He had no childhood. He knows nothing other than mum and Hospitals. Tests after tests. drug after drug. trial after trial. Then the Hemispherectomy of the Right Parietal Lobe due to uncontrolled seizures.
Having a child with a neurological condition like epilepsy the most loneliest of journeys ever. Only another parent in similar circumstances truly understand what you are going through. The stigma never goes away. The complacency and the ignorance never goes away.
Some are lucky the seizures are controlled and they can lead as much a normal life as you and I. 30% bracket have refractory seizures like my Son and not controlled by the AED’S. The drugs only suppress the seizures don’t cure them.

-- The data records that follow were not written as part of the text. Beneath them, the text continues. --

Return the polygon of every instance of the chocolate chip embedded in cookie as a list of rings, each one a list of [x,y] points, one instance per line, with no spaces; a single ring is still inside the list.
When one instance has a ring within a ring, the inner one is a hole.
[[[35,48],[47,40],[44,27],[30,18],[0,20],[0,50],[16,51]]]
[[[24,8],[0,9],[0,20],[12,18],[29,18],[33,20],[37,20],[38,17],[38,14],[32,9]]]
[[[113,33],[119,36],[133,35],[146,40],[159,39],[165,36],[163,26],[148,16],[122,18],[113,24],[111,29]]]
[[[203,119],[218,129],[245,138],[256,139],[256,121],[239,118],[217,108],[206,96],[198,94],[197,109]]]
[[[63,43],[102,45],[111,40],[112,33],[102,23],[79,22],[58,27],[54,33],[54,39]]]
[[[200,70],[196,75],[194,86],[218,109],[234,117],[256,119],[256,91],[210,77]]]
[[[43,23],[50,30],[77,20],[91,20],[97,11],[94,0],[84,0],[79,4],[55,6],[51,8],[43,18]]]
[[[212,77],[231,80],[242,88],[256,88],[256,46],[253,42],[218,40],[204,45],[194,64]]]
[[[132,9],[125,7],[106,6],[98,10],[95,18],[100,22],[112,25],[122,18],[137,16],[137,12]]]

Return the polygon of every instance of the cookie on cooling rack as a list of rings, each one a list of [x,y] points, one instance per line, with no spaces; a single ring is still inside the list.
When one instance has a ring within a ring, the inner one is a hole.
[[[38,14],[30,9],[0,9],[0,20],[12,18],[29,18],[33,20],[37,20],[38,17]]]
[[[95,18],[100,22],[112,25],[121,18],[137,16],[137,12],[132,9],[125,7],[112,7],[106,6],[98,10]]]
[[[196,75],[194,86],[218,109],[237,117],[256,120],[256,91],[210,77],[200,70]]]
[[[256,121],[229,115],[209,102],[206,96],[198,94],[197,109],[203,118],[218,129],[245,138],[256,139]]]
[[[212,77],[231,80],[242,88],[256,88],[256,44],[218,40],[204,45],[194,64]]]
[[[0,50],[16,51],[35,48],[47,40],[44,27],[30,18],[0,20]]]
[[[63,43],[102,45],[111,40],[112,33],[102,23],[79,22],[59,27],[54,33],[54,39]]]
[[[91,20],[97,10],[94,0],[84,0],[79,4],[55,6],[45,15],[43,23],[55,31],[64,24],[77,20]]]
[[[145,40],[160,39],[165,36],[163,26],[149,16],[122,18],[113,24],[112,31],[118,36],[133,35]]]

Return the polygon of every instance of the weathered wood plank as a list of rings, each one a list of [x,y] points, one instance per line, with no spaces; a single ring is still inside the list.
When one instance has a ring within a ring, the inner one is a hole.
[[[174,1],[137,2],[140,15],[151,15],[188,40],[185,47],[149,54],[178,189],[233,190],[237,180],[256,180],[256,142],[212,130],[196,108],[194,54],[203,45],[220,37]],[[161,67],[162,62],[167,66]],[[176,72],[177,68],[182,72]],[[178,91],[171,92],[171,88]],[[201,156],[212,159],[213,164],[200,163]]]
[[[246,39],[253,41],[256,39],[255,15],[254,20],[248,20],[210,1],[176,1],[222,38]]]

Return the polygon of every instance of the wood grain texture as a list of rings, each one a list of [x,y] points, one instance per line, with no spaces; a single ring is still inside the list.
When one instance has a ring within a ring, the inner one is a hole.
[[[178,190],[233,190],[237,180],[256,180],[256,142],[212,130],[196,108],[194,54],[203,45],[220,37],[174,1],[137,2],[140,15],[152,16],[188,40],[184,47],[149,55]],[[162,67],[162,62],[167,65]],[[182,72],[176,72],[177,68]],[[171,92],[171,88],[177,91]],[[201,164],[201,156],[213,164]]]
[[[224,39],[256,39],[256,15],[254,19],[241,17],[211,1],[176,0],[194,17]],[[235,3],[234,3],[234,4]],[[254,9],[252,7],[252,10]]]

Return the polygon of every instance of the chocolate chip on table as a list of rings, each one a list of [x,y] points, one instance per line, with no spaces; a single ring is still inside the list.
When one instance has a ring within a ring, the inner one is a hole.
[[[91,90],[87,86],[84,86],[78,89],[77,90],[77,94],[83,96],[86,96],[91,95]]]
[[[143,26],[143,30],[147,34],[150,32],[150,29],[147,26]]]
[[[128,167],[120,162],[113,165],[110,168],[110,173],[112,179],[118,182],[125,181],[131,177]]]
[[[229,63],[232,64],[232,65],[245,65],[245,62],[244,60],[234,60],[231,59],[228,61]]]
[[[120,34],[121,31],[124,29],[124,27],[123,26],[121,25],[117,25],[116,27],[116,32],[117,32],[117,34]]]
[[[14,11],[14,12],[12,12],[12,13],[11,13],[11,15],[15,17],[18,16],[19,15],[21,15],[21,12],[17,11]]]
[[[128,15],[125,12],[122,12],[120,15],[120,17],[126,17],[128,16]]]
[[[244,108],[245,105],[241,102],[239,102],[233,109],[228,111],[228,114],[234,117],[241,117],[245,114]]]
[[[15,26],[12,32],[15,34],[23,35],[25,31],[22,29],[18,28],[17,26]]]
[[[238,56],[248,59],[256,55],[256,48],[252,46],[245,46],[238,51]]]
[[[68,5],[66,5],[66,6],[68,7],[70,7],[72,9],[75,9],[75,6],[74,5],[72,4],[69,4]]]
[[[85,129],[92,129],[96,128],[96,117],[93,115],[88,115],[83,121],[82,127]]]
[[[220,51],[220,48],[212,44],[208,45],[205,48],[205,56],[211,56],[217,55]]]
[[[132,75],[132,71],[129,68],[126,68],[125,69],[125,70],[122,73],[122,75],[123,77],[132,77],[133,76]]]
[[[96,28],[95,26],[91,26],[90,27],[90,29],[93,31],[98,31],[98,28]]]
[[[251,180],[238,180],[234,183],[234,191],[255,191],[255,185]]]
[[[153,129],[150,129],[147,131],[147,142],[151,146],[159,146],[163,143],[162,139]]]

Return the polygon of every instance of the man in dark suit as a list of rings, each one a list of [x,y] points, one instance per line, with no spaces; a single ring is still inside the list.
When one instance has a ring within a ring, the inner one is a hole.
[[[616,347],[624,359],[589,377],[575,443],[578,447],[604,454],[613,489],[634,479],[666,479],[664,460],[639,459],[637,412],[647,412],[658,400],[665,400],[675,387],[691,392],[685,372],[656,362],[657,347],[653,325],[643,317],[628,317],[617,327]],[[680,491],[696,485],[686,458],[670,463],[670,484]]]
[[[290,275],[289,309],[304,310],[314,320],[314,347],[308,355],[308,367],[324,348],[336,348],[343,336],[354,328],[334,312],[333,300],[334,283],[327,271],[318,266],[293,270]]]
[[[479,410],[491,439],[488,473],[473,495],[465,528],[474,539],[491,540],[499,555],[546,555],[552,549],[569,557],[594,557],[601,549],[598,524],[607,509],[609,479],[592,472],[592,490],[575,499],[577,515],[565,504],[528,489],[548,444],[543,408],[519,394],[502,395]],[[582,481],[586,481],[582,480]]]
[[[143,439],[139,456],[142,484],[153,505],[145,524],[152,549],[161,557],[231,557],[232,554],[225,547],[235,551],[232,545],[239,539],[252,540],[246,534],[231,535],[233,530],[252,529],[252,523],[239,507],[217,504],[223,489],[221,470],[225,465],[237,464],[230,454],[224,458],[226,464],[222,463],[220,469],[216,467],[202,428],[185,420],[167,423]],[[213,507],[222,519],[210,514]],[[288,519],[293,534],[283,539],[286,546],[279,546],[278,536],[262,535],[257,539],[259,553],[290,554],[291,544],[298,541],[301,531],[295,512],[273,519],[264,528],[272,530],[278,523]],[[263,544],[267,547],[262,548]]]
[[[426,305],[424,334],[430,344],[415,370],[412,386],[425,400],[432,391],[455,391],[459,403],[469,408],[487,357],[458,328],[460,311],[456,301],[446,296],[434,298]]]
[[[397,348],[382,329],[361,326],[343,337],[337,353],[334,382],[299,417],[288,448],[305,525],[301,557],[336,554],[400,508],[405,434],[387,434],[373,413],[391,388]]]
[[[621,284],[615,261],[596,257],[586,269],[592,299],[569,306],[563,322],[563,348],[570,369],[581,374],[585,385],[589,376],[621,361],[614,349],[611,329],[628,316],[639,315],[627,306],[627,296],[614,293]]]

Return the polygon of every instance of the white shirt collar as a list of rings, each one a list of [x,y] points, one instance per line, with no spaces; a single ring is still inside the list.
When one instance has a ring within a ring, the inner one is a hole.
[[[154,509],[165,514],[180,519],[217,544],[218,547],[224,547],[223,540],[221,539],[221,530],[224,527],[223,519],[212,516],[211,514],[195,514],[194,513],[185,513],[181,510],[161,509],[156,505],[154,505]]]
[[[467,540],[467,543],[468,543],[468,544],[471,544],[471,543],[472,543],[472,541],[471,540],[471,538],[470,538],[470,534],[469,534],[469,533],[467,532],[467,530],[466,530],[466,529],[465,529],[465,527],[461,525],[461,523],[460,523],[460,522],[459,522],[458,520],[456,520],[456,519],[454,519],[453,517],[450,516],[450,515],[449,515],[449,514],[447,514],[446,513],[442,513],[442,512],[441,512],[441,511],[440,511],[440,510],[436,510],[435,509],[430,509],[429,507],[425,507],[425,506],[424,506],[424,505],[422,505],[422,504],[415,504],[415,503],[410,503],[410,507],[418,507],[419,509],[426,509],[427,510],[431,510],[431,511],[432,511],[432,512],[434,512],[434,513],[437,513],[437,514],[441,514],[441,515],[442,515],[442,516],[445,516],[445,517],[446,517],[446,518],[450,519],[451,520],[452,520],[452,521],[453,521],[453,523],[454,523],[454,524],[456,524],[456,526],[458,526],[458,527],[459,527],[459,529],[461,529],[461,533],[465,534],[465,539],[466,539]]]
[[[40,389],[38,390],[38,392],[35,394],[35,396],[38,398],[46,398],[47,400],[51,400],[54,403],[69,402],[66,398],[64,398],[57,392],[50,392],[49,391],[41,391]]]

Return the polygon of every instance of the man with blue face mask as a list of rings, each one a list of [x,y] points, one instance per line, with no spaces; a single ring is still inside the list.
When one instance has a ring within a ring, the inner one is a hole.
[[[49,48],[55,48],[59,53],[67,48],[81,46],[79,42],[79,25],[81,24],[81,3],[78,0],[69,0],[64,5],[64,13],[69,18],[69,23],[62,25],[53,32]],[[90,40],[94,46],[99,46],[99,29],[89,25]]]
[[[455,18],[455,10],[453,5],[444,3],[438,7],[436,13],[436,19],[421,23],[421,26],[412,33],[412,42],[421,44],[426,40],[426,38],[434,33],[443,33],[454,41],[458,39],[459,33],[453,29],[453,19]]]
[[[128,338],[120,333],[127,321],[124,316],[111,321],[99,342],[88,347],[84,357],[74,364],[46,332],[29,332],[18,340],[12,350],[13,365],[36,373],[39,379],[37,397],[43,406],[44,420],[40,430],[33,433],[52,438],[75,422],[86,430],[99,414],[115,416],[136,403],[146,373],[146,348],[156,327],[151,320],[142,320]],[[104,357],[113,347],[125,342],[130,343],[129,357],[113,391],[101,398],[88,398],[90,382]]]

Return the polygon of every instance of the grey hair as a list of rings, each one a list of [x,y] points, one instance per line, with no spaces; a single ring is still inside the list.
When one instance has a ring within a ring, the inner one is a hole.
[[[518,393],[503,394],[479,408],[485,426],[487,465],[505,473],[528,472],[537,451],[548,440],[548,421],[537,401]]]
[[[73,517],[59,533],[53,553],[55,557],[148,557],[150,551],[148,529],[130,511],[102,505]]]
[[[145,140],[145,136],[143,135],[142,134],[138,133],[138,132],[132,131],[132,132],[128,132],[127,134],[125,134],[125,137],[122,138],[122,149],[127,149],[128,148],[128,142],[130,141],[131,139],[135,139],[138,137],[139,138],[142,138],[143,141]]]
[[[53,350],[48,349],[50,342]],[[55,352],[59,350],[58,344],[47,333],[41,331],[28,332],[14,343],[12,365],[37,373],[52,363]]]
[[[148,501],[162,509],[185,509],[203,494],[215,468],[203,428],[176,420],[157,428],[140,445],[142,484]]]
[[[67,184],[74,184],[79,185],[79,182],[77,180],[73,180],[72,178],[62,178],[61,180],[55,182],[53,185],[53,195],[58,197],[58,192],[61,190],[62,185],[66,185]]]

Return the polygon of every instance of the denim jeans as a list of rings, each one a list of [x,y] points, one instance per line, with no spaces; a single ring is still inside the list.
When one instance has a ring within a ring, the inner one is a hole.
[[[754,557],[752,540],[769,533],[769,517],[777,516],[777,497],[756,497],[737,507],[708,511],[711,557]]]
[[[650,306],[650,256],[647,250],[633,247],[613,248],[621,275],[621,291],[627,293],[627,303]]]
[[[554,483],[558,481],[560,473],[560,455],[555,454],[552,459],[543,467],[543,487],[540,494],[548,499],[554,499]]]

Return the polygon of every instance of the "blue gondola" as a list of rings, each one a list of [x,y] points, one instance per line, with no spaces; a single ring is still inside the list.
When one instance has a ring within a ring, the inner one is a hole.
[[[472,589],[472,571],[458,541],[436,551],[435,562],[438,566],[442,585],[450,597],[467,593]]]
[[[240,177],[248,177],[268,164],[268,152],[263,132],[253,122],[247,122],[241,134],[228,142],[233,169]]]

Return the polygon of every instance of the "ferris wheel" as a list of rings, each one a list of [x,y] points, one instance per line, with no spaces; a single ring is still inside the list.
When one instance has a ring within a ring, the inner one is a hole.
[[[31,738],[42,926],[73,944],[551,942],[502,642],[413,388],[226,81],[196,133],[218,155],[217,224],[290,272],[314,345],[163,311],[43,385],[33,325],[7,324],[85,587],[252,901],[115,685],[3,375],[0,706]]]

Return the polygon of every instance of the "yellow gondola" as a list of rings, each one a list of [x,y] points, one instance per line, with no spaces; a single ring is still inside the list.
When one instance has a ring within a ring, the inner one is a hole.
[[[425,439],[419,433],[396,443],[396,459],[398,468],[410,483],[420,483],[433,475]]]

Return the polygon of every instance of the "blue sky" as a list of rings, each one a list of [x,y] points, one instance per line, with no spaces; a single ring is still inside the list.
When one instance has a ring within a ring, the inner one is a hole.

Some like my son are not so fortunate. What is the definition of normal I ask? He needs 24/7 care. He will never live independently. He is vulnerable in this often so cruel world we live in. The ignorance from others and lack of understanding on epilepsy is not much better from years gone by. We as the parent/carer try our best to educate others on epilepsy. We need others to know about epilepsy. We need people with epilepsy to speak out.
You source, you read every bit of information you can, you gain as much knowledge and insight as you possibly can. You ask the clinicians question after question. You want answers. You want your child well.
You just want someone to take epilepsy away. Make your child well and stop them suffering repeated seizures. Why is there not more being done? You go through every emotion humanly possible.
What it really feels like to have a child with epilepsy? You as the parent; regardless of how many times you see them in seizure, you never get used to it. My way is to detach myself, it is the only way I know how.
You never know when administering the rescue medication, will he survive this one? Will his organs take much more?